Dans les rues de la gare Saint-Lazare, des CRS casqués courent derrière des manifestants avec des foulards devant le visage. Sur le parvis, une grenade lacrymogène explose. Deux manifestants tombent sur le bitume noir et humide. (…)
Ouais, c’est ça effectivement, ce soir : un rassemblement contre le réchauffement climatique. Minh Tuan trouve bizarre de défendre une telle cause en hiver.
Assise face à lui à l’étage du Burger King situé à l’intérieur de la gare, Chloé colle son téléphone à la vitre, essayant de filmer les affrontements comme elle peut. Gaspard, lui, casse des ampoules de Phénergan dans son gobelet de Sprite.

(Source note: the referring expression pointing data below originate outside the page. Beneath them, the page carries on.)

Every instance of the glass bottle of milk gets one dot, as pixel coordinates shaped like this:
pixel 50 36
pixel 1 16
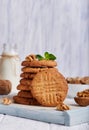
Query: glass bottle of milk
pixel 10 65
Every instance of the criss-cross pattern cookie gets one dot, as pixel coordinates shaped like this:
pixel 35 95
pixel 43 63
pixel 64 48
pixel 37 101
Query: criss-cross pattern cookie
pixel 25 101
pixel 25 94
pixel 32 70
pixel 49 87
pixel 41 63
pixel 27 75
pixel 26 82
pixel 23 87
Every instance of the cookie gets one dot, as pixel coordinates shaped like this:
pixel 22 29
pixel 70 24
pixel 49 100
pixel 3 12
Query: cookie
pixel 85 80
pixel 5 87
pixel 25 101
pixel 49 87
pixel 62 107
pixel 32 70
pixel 26 82
pixel 25 94
pixel 84 93
pixel 82 101
pixel 41 63
pixel 27 75
pixel 24 87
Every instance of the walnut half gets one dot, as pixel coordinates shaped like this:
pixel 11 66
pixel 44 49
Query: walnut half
pixel 6 101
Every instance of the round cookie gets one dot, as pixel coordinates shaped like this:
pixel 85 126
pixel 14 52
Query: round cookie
pixel 26 82
pixel 32 70
pixel 5 87
pixel 27 75
pixel 23 87
pixel 25 101
pixel 41 63
pixel 25 94
pixel 49 87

– T’arrives à filmer, avec la nuit ? interroge Minh Tuan.
– Ouais, répond Chloé en jouant avec les réglages de son téléphone. En zoomant bien, je peux même genre, avoir les détails des blessures et tout !
– Tu vas le foutre sur Insta ? demande Gaspard en mélangeant sa boisson codéinée avec sa paille.

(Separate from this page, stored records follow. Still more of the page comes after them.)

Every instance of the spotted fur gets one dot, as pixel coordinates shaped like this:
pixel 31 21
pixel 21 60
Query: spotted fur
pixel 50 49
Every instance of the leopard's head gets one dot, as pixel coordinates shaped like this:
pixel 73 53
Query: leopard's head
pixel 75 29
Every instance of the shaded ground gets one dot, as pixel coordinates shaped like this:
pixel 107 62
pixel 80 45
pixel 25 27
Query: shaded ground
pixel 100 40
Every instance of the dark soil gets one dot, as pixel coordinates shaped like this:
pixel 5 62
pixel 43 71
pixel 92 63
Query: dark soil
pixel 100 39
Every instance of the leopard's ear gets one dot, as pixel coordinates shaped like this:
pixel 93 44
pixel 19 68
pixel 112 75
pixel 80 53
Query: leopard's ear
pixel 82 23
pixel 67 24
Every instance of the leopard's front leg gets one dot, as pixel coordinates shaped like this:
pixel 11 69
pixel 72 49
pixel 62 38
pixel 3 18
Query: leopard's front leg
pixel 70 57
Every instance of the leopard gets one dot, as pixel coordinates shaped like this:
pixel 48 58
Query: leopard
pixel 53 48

– Peut-être en story, oui…
– Fous-leur un filtre avec des oreilles de chien ou un truc comme ça !»
Les trois lycéens éclatent de rire tandis que Chloé met en ligne sa vidéo.
#ViolencesPolicieres
#AttentionChiensMechants
#LaBonneAmbi »
C’est une écriture insolente qui déménage. Un roman à hauteur d’ados qui en utilisent tous les codes pour en peindre un portrait au plus juste, s’en moquer et sans doute les emmener un pas plus loin qu’ils ne voudraient aller.
Vous allez vraiment les adorer ces glandeurs de première (ou plutôt de Terminale) ! Minh Tuan, Chloé et Gaspard ont un objectif précis pour leur dernière année au lycée : avoir leur bac sans rien branler. Il faut dire qu’ils élèvent la glande au rang d’œuvre d’art. Ils nous énervent par leur vacuité, leur vie blasée, leurs journées passées à sécher les cours, à fumer des joints, à lire des mangas, à jouer à des jeux vidéos et à jurer comme des charretiers…

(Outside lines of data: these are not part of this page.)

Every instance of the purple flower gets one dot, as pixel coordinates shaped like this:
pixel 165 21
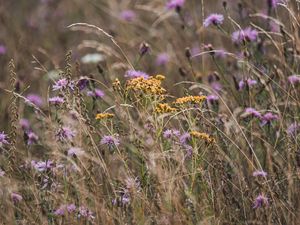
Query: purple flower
pixel 2 49
pixel 246 35
pixel 127 15
pixel 3 139
pixel 253 112
pixel 174 4
pixel 65 133
pixel 75 151
pixel 32 138
pixel 259 173
pixel 135 74
pixel 35 99
pixel 260 201
pixel 16 197
pixel 162 59
pixel 24 123
pixel 42 166
pixel 294 79
pixel 56 100
pixel 213 19
pixel 110 141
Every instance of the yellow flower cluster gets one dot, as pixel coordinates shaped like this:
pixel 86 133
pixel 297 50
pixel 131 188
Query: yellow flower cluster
pixel 101 116
pixel 190 99
pixel 204 136
pixel 151 85
pixel 164 108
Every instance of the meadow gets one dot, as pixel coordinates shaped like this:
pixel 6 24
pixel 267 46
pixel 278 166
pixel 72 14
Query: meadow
pixel 150 112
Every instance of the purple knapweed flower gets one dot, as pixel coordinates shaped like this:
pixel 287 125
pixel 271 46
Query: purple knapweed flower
pixel 65 133
pixel 246 35
pixel 128 15
pixel 32 138
pixel 260 201
pixel 253 112
pixel 213 19
pixel 259 173
pixel 35 99
pixel 294 79
pixel 56 100
pixel 110 141
pixel 162 59
pixel 75 151
pixel 136 74
pixel 175 4
pixel 16 197
pixel 2 49
pixel 3 139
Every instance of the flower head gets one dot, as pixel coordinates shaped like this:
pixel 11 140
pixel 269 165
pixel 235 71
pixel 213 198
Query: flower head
pixel 213 19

Ados mal dans leur peau et bien dans leur époque, ils semblent ne croire en rien, à part en l’amitié, car leur amitié est tout. Ils sont indivisibles ces trois-là, toujours collés ensemble à expérimenter jusqu’où aller pour toucher le fond, tester tous les états possibles, tenter de se faire détester de la terre entière et ne rien attendre de personne. Juste glander et surtout qu’on ne les fasse pas chier. Ils sont dans leur bulle, celle de l’année de Terminale, le dernier repli possible, avant d’être jetés dans le grand bain mais jusqu’ici, circulez, surtout ne leur demandez rien, qu’on les laisse couler pourvu qu’ils restent ensemble.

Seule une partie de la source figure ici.